From: Ranier Vilela <ranier(dot)vf(at)gmail(dot)com>
To: David Rowley <dgrowleyml(at)gmail(dot)com>
Cc: PostgreSQL Developers <pgsql-hackers(at)lists(dot)postgresql(dot)org>
Subject: Re: Add proper planner support for ORDER BY / DISTINCT aggregates
Date: 2021-07-12 23:04:26
Message-ID: CAEudQAq-H2yNzCni1N_PW7PfrWr4jYMhzRAiQiGyAQ4vt4-sTg@mail.gmail.com
Views: Raw Message | Whole Thread | Download mbox | Resend email
Thread:
Lists: pgsql-hackers

Em seg., 12 de jul. de 2021 às 09:04, David Rowley <dgrowleyml(at)gmail(dot)com>
escreveu:

> On Sun, 13 Jun 2021 at 03:07, David Rowley <dgrowleyml(at)gmail(dot)com> wrote:
> >
> > Please find attached my WIP patch. It's WIP due to what I mentioned
> > in the above paragraph and also because I've not bothered to add JIT
> > support for the new expression evaluation steps.
>
> I've split this patch into two parts.
>
Hi, I'll take a look.

> 0001 Adds planner support for ORDER BY aggregates.
>
/* Normal transition function without ORDER BY / DISTINCT. */
Is it possible to avoid entering to initialize args if 'argno >=
pertrans->numTransInputs'?
Like this:

if (!pertrans->aggsortrequired && argno < pertrans->numTransInputs)

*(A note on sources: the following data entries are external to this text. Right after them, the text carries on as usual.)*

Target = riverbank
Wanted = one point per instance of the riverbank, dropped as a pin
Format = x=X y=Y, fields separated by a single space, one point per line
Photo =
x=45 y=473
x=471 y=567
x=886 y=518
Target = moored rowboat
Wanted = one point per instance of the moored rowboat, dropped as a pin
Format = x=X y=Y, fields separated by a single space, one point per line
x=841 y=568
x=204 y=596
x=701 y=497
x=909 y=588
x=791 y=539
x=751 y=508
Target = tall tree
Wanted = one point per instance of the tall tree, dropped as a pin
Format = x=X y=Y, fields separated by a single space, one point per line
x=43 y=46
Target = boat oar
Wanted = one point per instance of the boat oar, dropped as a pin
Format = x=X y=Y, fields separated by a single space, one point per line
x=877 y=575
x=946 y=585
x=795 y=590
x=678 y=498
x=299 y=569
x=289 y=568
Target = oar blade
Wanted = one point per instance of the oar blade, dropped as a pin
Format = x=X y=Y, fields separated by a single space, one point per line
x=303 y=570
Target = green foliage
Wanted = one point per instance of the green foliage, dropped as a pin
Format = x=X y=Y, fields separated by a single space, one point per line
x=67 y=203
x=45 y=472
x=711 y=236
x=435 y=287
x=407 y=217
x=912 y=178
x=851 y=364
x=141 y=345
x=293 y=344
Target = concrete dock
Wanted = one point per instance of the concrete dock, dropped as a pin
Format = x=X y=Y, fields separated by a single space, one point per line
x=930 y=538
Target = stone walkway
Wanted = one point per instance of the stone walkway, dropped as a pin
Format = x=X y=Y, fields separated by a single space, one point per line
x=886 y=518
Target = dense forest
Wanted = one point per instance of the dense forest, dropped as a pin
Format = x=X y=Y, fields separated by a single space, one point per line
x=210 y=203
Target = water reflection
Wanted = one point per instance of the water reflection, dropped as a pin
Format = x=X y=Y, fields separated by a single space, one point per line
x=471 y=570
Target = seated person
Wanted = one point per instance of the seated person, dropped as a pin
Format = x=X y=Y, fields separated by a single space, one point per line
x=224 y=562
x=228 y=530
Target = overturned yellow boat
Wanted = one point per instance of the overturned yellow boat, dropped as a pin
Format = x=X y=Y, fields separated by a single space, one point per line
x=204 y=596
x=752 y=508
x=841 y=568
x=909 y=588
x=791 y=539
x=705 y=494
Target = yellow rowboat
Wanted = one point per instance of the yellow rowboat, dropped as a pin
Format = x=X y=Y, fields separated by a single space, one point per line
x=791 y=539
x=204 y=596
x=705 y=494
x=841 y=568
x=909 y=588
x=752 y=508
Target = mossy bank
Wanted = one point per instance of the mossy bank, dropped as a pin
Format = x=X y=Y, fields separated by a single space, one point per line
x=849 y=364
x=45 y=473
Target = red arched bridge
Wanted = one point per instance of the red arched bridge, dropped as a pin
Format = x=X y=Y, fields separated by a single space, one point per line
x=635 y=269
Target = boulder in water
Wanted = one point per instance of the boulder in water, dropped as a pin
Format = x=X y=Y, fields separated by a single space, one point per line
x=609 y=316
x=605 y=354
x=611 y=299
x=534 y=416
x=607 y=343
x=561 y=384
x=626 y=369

And if argos is '>' that pertrans->numTransInputs?
The test shouldn't be, inside the loop?

+ /*
+ * Don't initialize args for any ORDER BY clause that might
+ * exist in a presorted aggregate.
+ */
+ if (argno >= pertrans->numTransInputs)
+ break;

I think that or can reduce the scope of variable 'sortlist' or simply
remove it?

a)
+ /* Determine pathkeys for aggregate functions with an ORDER BY */
+ if (parse->groupingSets == NIL && root->numOrderedAggs > 0 &&
+ (qp_extra->groupClause == NIL || root->group_pathkeys))
+ {
+ ListCell *lc;
+ List *pathkeys = NIL;
+
+ foreach(lc, root->agginfos)
+ {
+ AggInfo *agginfo = (AggInfo *) lfirst(lc);
+ Aggref *aggref = agginfo->representative_aggref;
+ List *sortlist;
+

or better

b)
+ /* Determine pathkeys for aggregate functions with an ORDER BY */
+ if (parse->groupingSets == NIL && root->numOrderedAggs > 0 &&
+ (qp_extra->groupClause == NIL || root->group_pathkeys))
+ {
+ ListCell *lc;
+ List *pathkeys = NIL;
+
+ foreach(lc, root->agginfos)
+ {
+ AggInfo *agginfo = (AggInfo *) lfirst(lc);
+ Aggref *aggref = agginfo->representative_aggref;
+
+ if (AGGKIND_IS_ORDERED_SET(aggref->aggkind))
+ continue;
+
+ /* DISTINCT aggregates not yet supported by the planner */
+ if (aggref->aggdistinct != NIL)
+ continue;
+
+ if (aggref->aggorder == NIL)
+ continue;
+
+ /*
+ * Find the pathkeys with the most sorted derivative of the first
+ * Aggref. For example, if we determine the pathkeys for the first
+ * Aggref to be {a}, and we find another with {a,b}, then we use
+ * {a,b} since it's useful for more Aggrefs than just {a}. We
+ * currently ignore anything that might have a longer list of
+ * pathkeys than the first Aggref if it is not contained in the
+ * pathkeys for the first agg. We can't practically plan for all
+ * orders of each Aggref, so this seems like the best compromise.
+ */
+ if (pathkeys == NIL)
+ {
+ pathkeys = make_pathkeys_for_sortclauses(root, aggref->aggorder ,
+ aggref->args);
+ aggref->aggpresorted = true;
+ }
+ else
+ {
+ List *pathkeys2 = make_pathkeys_for_sortclauses(root,
+ aggref->aggorder,
+ aggref->args);

> 0002 is a WIP patch for DISTINCT support. This still lacks JIT
> support and I'm still not certain of the best where to store the
> previous value or tuple to determine if the current one is distinct
> from it.
>
In the patch 0002, I think that can reduce the scope of variable 'aggstate'?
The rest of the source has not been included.